Asio ecuadoriensis Temporal range: Pleistocene (Lujanian) ~0.04 Ma PreꞒ Ꞓ O S D C P T J K Pg N

Scientific classification
- Kingdom: Animalia
- Phylum: Chordata
- Class: Aves
- Order: Strigiformes
- Family: Strigidae
- Genus: Asio
- Species: †A. ecuadoriensis
- Binomial name: †Asio ecuadoriensis (Lo Coco et al., 2020)

= Asio ecuadoriensis =

- Genus: Asio
- Species: ecuadoriensis
- Authority: (Lo Coco et al., 2020)

Extinct species of owl

Asio ecuadoriensis is an extinct species of eared owl from the Pleistocene of Ecuador. Known from bones of the legs, it was a robust predatory bird similar in size to the great horned owl. Based on the robustness of its limbs and the bones found in what may have been its burrow, it's possible that it may have been specialised in hunting other species of owls.

==Discovery and naming==
The holotype specimen of A. ecuadoriensis was discovered between 2009 and 2012 in the ravines of Quebrada Chalán, an area in the Ecuadorian Andes, south of Riobamba City. The fossil site seems to preserve the burrow of an owl, containing the fossil bones of several owls as well as the bones of various small mammals. These specimens are associated with the Late Pleistocene Cangahua Formation. The holotype consists of two fossils that form a portion of the leg, specifically part of the tibiotarsus and an almost complete tarsometatarsus. Unlike other specimens from the locality, the bones of A. ecuadoriensis lack any form of abrasion related to stomach acid. The animal was named by Gastón E. Lo Coco and colleagues in 2020 after the country it was found in.

==Description==
A. ecuadoriensis may have been the largest known asionine with the known material being similar in size to those of large female great horned owls. The preserved length of the tibiotarsus is 81.6 mm and the tarsometatarsus is 65.2 mm and both bones are relatively robust. Although its size is similar to the great horned owl, it appears notably more slender by comparison. The material indicates that A. ecuadoriensis had legs that were longer and more robust than those of any other known asionine owl and, as inferred based on the size of the intercondylar groove, was very powerful. This robustness correlates with deep muscle scars, further supporting the idea that this species had a strong grip. Standing up they may have reached a height of 70 cm and a wingspan of 1.50 m.

==Paleobiology==
===Diet===
The peculiar limb morphology of A. ecuadoriensis suggests that it had robust and strong limbs well suited to grip prey and restrain it while it struggled.
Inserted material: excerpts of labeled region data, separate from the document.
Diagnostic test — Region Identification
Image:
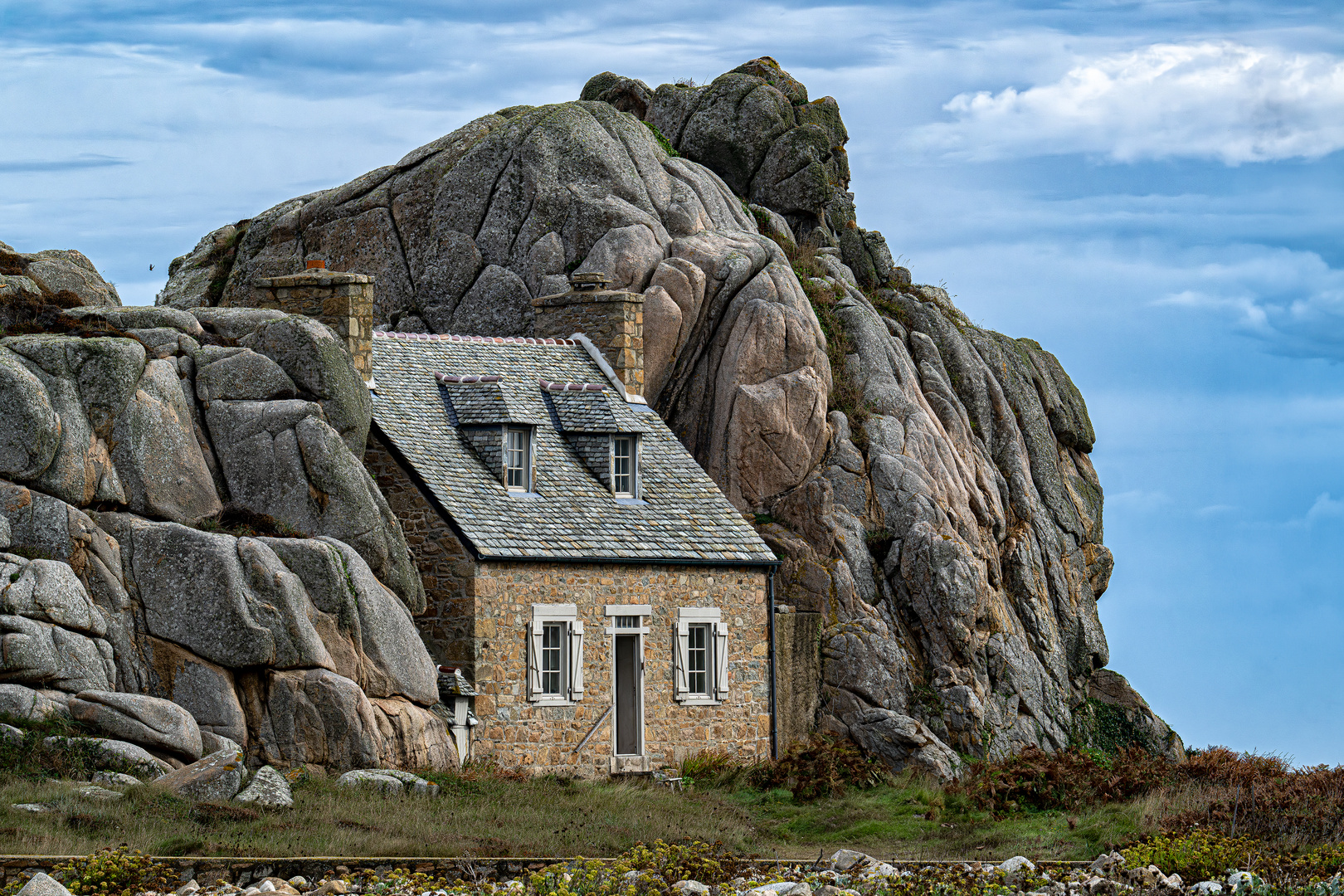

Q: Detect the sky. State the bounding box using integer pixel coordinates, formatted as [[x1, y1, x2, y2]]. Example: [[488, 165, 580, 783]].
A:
[[0, 0, 1344, 766]]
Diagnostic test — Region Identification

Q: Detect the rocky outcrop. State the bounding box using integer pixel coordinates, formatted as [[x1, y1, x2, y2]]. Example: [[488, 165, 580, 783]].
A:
[[0, 243, 121, 308], [160, 96, 830, 526], [0, 299, 446, 767], [152, 58, 1171, 774]]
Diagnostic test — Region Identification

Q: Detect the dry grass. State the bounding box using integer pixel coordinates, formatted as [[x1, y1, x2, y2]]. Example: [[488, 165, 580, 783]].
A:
[[0, 779, 757, 855]]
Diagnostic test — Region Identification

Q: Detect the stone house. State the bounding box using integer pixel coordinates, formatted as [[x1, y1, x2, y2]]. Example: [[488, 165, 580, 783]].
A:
[[366, 284, 778, 775]]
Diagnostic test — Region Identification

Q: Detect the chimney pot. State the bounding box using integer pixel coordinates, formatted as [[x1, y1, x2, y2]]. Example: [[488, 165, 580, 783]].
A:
[[533, 271, 644, 395]]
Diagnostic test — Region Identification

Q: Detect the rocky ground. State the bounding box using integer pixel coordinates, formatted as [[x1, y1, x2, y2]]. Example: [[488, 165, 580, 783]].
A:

All other material found at the burrow locality, including those of other owl species, shows the signs of erosion caused by strigiform stomach acid, subsequently suggesting that the bones found at the site had been ingested by a large species of owl that likely inhabited the burrow. As the bones of Asio ecuadoriensis are the only ones not showing such signs of erosion, it is very likely that it is the owner of the burrow and by extension fed on the animals whose bones were recovered alongside it. Mammal bones found in the burrow included Cryptotis shrews, rabbits and cricetid rodents, while other owls are represented by the bones of the American barn owl, the burrowing owl and an indeterminate species of pygmy owl. The abundance of owl remains suggests the possibility that Asio ecuarodiensis may have been an owl specialist, or at least heavily incorporated other owl species in its diet alongside mammalian prey.

===Extinction===
American owl diversity during the Pleistocene was notably higher than today, including various large-sized species found in continental North and South America as well as insular species like those of the Antilles, which coincided with an increased diversity in condors, caracaras and other raptors. One cause for this diversity may be widespread aridification during this time, replacing forested areas with wide open landscapes offering abundant food sources for birds of prey. Although the disappearance of the latter can be linked to the extinction of the American megafauna, the disappearance of giant non-scavenging birds is more difficult to explain. One hypothesis states that these large, specialised taxa were deeply affected by the selective pressures following the Pleistocene extinctions and disappeared relatively quickly, in part due to their smaller population density compared to smaller forms.